Это случилось — я помню совершенно точно — двадцать четвертого мая 1940 года в десять вечера. Тот весенний вечер выдался на редкость погожим. Я в одиночестве прогуливался в глубине парка, каждый уголок которого знал до мельчайших подробностей, и сочинял в уме фрагмент органного произведения. С головой, полной звучащих аккордов, я направился к дощатому сарайчику, где имел обыкновение уединяться, чтобы с помощью пуансона и карманного трафарета запечатлевать на бумаге первые наброски рождающейся композиции. Этот сарайчик служил Валантену, институтскому садовнику, кладовой для его незатейливого инвентаря. Дверь запиралась, но Валантен всегда оставлял ключ на вбитом рядом гвозде. Внутри, если не считать инструментов и ящиков с рассадой, стояли грубо сколоченный деревянный стол да колченогая табуретка. Окон в сарае не было, и Валантен зажигал старую керосиновую лампу, обычно стоявшую на столе рядом с большой коробкой серных спичек. Мне-то она, естественно, была ни к чему…

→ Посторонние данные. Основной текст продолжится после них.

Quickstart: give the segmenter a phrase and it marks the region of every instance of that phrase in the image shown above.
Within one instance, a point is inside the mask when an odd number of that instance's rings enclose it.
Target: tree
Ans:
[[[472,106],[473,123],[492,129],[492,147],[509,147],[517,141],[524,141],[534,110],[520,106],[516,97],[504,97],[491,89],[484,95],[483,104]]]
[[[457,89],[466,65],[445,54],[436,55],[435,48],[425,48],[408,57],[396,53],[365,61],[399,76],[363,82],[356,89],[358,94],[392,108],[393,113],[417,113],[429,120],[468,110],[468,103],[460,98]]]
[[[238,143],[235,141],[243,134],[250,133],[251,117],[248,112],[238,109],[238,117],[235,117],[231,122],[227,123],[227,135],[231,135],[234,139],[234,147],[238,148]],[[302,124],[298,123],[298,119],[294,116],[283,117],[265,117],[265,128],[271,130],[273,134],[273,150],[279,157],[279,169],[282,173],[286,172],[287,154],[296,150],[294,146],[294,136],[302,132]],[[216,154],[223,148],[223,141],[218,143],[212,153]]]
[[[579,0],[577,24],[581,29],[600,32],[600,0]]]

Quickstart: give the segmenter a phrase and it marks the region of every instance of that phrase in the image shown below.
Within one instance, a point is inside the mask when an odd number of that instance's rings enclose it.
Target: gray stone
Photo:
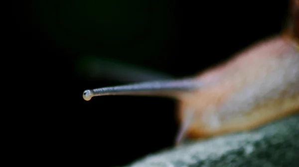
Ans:
[[[299,167],[299,114],[255,130],[193,141],[124,167]]]

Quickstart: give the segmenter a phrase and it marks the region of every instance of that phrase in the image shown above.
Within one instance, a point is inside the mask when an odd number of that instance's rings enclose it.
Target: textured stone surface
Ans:
[[[299,167],[299,114],[149,155],[125,167]]]

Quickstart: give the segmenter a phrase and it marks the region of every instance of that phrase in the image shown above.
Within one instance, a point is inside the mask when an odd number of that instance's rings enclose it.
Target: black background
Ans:
[[[29,84],[41,88],[38,93],[29,91],[35,96],[27,104],[37,111],[32,116],[40,125],[47,123],[33,131],[41,134],[35,140],[45,141],[39,149],[49,149],[53,160],[101,167],[127,165],[173,147],[178,128],[176,101],[130,96],[85,101],[82,96],[85,89],[123,83],[82,75],[77,67],[80,58],[93,55],[178,78],[191,75],[281,32],[288,7],[287,0],[145,0],[142,3],[132,0],[125,5],[120,0],[44,1],[28,0],[11,10],[13,49],[10,55],[20,64],[28,62],[24,68],[30,68],[36,80]],[[86,5],[75,5],[74,1]],[[101,10],[108,7],[105,5],[113,6],[109,3],[118,7]],[[105,12],[113,15],[120,9],[123,13],[119,16],[96,21],[103,19]],[[126,12],[132,13],[122,16]],[[76,19],[75,14],[83,16]],[[113,19],[122,24],[111,23]],[[18,83],[30,80],[22,69],[18,74]]]

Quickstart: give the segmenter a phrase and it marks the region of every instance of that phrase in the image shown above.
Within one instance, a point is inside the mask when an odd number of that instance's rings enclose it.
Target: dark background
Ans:
[[[82,61],[92,56],[177,78],[193,75],[281,32],[288,7],[282,0],[18,3],[12,9],[11,57],[30,62],[36,85],[52,95],[36,96],[40,104],[31,102],[41,113],[36,119],[51,119],[36,133],[48,134],[44,144],[57,148],[51,149],[53,160],[101,167],[127,165],[173,147],[175,100],[105,96],[85,101],[85,89],[124,83],[91,77]],[[25,75],[20,71],[19,76]]]

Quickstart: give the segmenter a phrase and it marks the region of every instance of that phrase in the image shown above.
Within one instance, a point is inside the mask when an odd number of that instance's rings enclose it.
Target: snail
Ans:
[[[299,112],[299,0],[289,25],[198,75],[86,90],[104,95],[167,96],[179,101],[176,143],[251,130]]]

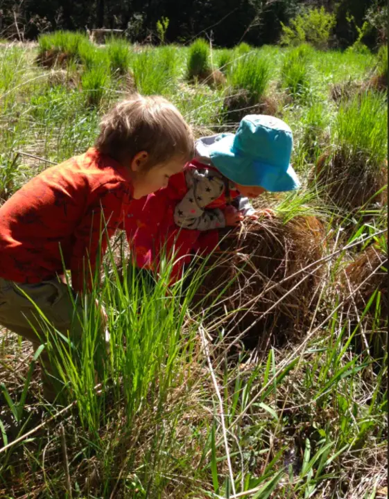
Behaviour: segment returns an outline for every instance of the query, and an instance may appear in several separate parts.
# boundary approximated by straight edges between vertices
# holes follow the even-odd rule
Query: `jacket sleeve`
[[[207,209],[206,207],[218,198],[224,190],[224,182],[208,170],[196,172],[191,186],[174,212],[175,225],[184,229],[207,231],[225,226],[223,212]]]

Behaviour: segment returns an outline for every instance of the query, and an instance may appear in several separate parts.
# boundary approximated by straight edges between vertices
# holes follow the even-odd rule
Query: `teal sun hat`
[[[214,166],[233,182],[284,192],[300,186],[291,165],[293,147],[292,130],[282,120],[251,114],[235,134],[225,134],[207,151]]]

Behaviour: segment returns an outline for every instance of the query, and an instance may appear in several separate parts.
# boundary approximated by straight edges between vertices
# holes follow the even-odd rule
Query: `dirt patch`
[[[217,304],[209,319],[224,318],[230,339],[248,330],[249,347],[279,344],[311,318],[324,268],[302,270],[322,257],[325,240],[323,225],[312,216],[246,222],[221,241],[195,301]]]

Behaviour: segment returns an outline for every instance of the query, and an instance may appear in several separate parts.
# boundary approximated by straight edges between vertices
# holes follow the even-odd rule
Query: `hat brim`
[[[234,136],[227,136],[207,148],[214,166],[227,179],[247,186],[261,186],[270,192],[295,191],[300,187],[291,164],[282,170],[262,161],[253,161],[234,150]]]

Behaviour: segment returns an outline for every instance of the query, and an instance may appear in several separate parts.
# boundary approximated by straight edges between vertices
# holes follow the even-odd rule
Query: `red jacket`
[[[186,166],[188,168],[210,167],[193,161]],[[217,248],[219,241],[217,229],[201,231],[182,229],[175,225],[175,206],[187,191],[184,171],[178,173],[171,177],[167,187],[149,195],[146,199],[134,201],[125,222],[137,266],[155,270],[159,268],[162,254],[164,253],[168,258],[174,254],[173,281],[180,277],[183,266],[191,261],[195,254],[209,254]],[[239,191],[231,190],[230,200],[239,195]],[[223,209],[227,204],[223,192],[207,208]]]
[[[125,168],[94,148],[45,170],[0,207],[0,277],[38,283],[62,274],[64,263],[80,291],[85,263],[90,286],[89,263],[94,274],[132,192]]]

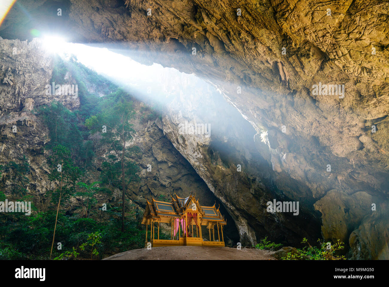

В тот вечер, взявшись рукой за гвоздь, я с удивлением обнаружил, что ключа на нем нет, он почему-то торчал в замке. Едва я отворил дверь, как изнутри донесся приглушенный вскрик. Я двинулся вперед, но тотчас получил сокрушительный удар по голове, от которого зашатался и потерял сознание. Очнувшись, я ощутил едкий, удушливый запах и услышал потрескивание горящего дерева. Меня изо всех сил трясла обеими руками за плечи Соланж Дюваль, испуганно крича: «Скорее, Жан! Мы горим! Жак опрокинул лампу и устроил пожар! А сам убежал и запер нас на ключ!» В тот же миг я вскочил на ноги. Ощущение грозной опасности придало мне силы: я бросился на дверь, пытаясь ее выломать. Насмерть перепуганная Соланж могла только рыдать. Жар становился нестерпимым: к нам уже подбирались невидимые языки пламени… Наконец дверь поддалась, и мы выскочили наружу. Навстречу нам уже бежали брат Доминик, привратник, и брат Гаррик, старший надзиратель. Вскоре от сарая садовника осталось лишь пепелище. «Как это случилось?» — спросил брат Гаррик. «По моей неловкости, — быстро ответила Соланж. — Я из любопытства заглянула в сарай, но там было очень темно, и я зажгла керосиновую лампу, но нечаянно столкнула ее на пол, и тут же вспыхнул огонь. Я страшно перепугалась и стала кричать. Жан Дони — он, видно, гулял тут неподалеку — бросился на помощь и вытолкал меня наружу».